I have several blocks were each block executes on separate part of an integer array. As an example: block one from array[0] to array[9] and block two from array[10] to array
This will not benefit the original poster but for those who came to this page looking for an answer I would second the recommendation to use thrust that already has a function thrust::max_element that does exactly that - returns an index of the largest element. min_element and minmax_element functions are also provided. See thrust documentation for details here.
As well as the suggestion to use Thrust, you could also use the CUBLAS cublasIsamax
function.
If I understood exactly what you want is : Get the index for the array A of the max value inside it.
If that is true then I would suggest you to use the thrust library:
Here is how you would do it:
#include <thrust/device_vector.h>
#include <thrust/tuple.h>
#include <thrust/reduce.h>
#include <thrust/fill.h>
#include <thrust/generate.h>
#include <thrust/sort.h>
#include <thrust/sequence.h>
#include <thrust/copy.h>
#include <cstdlib>
#include <time.h>
using namespace thrust;
// return the biggest of two tuples
template <class T>
struct bigger_tuple {
__device__ __host__
tuple<T,int> operator()(const tuple<T,int> &a, const tuple<T,int> &b)
{
if (a > b) return a;
else return b;
}
};
template <class T>
int max_index(device_vector<T>& vec) {
// create implicit index sequence [0, 1, 2, ... )

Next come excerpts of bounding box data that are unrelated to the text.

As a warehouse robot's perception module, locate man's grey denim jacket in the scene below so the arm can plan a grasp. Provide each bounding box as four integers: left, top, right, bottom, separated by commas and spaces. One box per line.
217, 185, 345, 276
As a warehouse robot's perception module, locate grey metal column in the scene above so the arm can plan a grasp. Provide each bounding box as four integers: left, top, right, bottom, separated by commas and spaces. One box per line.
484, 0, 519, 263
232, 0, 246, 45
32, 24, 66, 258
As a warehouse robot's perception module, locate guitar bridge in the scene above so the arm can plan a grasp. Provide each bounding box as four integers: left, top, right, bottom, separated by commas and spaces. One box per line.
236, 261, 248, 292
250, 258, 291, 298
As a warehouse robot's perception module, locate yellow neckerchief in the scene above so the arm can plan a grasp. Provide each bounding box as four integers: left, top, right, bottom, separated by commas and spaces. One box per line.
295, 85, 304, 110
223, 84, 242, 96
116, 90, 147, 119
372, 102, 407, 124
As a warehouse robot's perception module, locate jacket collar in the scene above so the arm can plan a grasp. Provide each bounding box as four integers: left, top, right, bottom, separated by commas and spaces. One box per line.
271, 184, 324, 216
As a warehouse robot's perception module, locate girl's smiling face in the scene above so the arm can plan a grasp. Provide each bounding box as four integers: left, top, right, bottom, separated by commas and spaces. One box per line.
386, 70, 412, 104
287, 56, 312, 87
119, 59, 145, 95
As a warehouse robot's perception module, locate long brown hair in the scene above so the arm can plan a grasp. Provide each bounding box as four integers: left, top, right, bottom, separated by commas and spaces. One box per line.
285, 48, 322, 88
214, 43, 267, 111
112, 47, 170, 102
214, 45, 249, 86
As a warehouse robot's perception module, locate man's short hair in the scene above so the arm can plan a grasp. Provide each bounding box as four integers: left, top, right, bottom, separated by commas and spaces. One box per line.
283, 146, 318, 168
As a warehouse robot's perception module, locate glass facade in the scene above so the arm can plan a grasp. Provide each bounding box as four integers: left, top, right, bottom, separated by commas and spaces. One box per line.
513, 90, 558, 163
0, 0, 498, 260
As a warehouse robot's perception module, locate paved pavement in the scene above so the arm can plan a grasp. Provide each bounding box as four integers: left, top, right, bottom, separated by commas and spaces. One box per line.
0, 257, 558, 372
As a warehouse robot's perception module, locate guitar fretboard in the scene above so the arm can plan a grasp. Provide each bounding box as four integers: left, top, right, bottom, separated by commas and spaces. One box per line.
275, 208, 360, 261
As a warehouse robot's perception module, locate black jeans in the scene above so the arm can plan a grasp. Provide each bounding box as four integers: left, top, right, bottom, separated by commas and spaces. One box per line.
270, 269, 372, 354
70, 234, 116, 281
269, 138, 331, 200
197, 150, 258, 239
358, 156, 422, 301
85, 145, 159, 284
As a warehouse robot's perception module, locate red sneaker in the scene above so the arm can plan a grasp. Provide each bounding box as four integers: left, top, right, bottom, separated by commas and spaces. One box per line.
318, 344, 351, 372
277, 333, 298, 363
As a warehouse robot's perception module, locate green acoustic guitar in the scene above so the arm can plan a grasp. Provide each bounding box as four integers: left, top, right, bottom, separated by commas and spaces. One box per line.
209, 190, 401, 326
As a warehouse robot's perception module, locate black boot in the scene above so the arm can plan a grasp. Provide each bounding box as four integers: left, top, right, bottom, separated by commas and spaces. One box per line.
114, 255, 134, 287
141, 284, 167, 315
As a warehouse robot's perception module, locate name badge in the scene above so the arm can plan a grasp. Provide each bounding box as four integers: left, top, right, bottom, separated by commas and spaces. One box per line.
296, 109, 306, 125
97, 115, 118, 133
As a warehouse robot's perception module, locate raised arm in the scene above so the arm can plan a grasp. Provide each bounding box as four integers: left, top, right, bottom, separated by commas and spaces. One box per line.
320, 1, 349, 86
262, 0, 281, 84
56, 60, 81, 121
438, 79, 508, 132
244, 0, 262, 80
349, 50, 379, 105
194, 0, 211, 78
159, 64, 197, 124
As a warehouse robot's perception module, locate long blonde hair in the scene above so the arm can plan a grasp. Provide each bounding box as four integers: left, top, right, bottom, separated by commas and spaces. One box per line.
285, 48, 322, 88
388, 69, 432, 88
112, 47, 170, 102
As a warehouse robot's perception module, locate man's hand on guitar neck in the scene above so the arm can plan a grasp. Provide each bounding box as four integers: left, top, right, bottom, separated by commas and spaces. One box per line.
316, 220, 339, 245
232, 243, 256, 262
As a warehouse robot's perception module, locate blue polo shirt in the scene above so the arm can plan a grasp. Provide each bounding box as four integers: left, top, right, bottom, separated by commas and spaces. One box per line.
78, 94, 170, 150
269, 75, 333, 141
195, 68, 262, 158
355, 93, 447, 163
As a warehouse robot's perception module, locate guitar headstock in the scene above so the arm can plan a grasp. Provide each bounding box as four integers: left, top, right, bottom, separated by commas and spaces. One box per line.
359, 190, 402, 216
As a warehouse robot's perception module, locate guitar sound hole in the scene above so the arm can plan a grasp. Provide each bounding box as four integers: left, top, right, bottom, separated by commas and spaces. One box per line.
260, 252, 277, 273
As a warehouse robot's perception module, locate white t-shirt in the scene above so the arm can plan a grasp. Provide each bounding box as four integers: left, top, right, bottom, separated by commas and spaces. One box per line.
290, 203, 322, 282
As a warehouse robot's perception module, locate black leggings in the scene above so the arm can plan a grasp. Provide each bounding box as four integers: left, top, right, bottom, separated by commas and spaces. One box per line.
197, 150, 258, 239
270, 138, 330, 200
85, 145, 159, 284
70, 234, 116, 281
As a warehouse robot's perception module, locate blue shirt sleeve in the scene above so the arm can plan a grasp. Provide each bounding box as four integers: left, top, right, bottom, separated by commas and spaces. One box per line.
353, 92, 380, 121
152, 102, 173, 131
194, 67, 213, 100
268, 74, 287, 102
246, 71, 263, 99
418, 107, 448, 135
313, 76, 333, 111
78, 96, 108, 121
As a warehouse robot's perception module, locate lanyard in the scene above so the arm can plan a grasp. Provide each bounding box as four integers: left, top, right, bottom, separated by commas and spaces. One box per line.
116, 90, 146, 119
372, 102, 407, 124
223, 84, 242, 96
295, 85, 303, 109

counting_iterator<int> begin(0); counting_iterator<int> end(vec.size());
tuple<T,int> init(vec[0],0);
tuple<T,int> smallest;
smallest = reduce(make_zip_iterator(make_tuple(vec.begin(), begin)), make_zip_iterator(make_tuple(vec.end(), end)),
init, bigger_tuple<T>());
return get<1>(smallest);
}
int main(){
thrust::host_vector<int> h_vec(1024);
thrust::sequence(h_vec.begin(), h_vec.end()); // values = indices
// transfer data to the device
thrust::device_vector<int> d_vec = h_vec;
int index = max_index(d_vec);
std::cout << "Max index is:" << index <<std::endl;
std::cout << "Value is: " << h_vec[index] <<std::endl;
return 0;
}
The size of your array in comparison to shared memory is almost irrelevant, since the number of threads in each block is the limiting factor rather than the size of the array. One solution is to have each thread block work on a size of the array the same size as the thread block. That is, if you have 512 threads, then block n will be looking at array[ n ] thru array[ n + 511 ]. Each block does a reduction to find the highest member in that portion of the array. Then you bring the max of each section back to the host and do a simple linear search to locate the highest value in the overall array. Each reduction no the GPU reduces the linear search by a factor of 512. Depending on the size of the array, you might want to do more reductions before you bring the data back. (If your array is 3*512^10 in size, you might want to do 10 reductions on the gpu, and have the host search through the 3 remaining data points.)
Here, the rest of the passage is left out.